Il y a aussi la question du dimensionnement selon Marc Trela, directeur Marketing Produit de Bosch : « Aujourd’hui il y a des règlements très stricts et très clairs qui existent pour les dimensionnements des pompes à chaleur. Par contre, pour le dimensionnement optimal des hybrides, qui fait intervenir le prix des énergies, le coût du matériel, globalement il n’y a pas trop de ligne de conduite pour bien dimensionner ces appareils (…) » Afin de pallier ce problème, Uniclima et GRDF ont établi une liste de règles de dimensionnement et de bonnes pratiques, afin de standardiser ces installations en fonction du type de bâti.

Quels acteurs pour promouvoir ces nouvelles technologies ?

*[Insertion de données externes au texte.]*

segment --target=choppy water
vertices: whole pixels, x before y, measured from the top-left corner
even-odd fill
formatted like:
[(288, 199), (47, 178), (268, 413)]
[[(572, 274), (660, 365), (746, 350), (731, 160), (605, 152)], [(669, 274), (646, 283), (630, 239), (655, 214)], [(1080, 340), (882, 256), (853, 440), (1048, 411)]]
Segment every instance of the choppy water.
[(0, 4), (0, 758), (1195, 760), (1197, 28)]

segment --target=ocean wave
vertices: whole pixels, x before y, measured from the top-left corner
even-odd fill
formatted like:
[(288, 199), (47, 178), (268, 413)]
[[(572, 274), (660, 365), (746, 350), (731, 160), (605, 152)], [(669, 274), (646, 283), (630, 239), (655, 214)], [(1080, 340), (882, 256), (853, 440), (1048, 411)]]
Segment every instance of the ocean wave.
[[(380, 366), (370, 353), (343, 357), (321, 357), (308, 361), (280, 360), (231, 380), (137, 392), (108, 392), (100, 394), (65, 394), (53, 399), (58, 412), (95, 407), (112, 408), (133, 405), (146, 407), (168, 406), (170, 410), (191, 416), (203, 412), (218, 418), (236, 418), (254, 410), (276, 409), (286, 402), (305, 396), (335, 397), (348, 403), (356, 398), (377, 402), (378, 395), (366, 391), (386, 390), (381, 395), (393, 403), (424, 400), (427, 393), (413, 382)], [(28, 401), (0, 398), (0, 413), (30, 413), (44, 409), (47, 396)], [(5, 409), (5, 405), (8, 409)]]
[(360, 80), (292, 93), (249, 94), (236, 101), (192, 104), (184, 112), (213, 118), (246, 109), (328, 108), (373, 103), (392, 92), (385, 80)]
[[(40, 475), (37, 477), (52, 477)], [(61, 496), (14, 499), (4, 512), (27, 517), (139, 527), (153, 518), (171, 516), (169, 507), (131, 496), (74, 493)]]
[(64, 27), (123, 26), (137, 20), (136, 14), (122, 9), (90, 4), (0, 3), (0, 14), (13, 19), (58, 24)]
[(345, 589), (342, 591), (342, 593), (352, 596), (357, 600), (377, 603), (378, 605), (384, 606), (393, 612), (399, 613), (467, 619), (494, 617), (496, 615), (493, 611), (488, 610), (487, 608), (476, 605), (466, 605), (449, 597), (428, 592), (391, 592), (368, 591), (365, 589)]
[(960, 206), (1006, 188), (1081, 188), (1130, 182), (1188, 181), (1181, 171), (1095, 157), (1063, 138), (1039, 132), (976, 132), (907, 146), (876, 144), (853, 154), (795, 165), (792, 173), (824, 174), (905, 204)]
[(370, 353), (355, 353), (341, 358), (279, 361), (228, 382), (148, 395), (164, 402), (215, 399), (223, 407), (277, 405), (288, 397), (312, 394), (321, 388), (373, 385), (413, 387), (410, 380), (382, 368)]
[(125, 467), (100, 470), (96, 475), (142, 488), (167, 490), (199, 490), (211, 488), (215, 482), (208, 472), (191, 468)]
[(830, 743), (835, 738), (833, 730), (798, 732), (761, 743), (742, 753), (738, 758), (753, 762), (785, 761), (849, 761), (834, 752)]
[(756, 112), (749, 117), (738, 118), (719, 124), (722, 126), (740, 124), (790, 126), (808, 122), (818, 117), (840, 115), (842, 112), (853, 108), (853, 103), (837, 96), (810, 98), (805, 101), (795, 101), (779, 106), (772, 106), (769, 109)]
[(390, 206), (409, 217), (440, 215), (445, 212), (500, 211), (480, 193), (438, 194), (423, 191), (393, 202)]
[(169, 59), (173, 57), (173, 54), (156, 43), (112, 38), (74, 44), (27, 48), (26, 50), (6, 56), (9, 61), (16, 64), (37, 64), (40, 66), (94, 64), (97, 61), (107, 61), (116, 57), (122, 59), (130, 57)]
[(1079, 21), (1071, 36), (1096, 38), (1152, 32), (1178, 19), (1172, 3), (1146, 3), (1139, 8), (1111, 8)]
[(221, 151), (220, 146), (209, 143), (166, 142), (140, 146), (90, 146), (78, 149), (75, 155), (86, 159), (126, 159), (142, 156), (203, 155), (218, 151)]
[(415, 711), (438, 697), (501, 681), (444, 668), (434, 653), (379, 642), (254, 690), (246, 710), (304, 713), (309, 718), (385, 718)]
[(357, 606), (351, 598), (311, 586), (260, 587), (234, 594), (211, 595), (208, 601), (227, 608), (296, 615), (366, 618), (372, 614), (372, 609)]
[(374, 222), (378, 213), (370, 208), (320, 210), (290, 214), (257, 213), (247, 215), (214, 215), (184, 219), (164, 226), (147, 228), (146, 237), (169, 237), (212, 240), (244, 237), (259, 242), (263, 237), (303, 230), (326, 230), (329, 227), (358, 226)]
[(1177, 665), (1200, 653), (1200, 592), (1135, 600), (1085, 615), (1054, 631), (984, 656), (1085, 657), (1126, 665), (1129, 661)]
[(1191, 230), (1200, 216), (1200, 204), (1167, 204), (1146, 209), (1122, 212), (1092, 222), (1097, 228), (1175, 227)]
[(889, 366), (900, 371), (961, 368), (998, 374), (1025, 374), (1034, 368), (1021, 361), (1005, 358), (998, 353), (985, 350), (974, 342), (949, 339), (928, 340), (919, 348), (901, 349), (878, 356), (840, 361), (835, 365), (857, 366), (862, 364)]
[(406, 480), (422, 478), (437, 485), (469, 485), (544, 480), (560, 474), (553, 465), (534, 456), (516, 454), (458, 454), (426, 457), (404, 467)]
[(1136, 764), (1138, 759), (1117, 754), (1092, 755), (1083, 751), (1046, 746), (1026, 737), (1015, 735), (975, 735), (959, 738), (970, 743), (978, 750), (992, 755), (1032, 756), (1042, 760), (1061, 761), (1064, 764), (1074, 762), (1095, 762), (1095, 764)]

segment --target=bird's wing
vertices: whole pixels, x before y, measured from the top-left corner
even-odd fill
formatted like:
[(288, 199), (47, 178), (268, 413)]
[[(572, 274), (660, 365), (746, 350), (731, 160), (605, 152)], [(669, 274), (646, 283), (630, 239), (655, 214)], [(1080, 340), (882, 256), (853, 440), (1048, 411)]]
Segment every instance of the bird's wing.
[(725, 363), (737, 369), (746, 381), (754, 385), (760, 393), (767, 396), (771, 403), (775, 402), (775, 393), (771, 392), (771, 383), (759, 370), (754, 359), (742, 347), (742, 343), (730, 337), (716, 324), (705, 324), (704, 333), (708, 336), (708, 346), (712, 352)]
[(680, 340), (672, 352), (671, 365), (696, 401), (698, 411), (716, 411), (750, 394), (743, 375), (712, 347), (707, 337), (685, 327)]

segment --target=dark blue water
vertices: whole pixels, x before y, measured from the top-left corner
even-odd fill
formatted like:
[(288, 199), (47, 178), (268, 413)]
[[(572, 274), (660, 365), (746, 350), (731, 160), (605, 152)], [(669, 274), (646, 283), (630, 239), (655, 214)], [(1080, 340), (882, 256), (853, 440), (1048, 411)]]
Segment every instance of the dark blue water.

En réalisant ce travail de vérification, les pouvoirs publics garantissent la fiabilité des artisans impliqués et la pérennité d’énergies comme le gaz. D’ailleurs, plus spécifiquement, en favorisant l’hybride et la part gaz qu'il l’implique, les pouvoirs publics préservent « une partie de l’emploi français en capitalisant sur le savoir-faire français. Car beaucoup de la filière gaz emploient des personnes en France sur des chaînes de production française, tandis que pour ce qui est de la PAC, on a une vraie dominance asiatique dans les chaines de production », d’après Rémi Delclaud.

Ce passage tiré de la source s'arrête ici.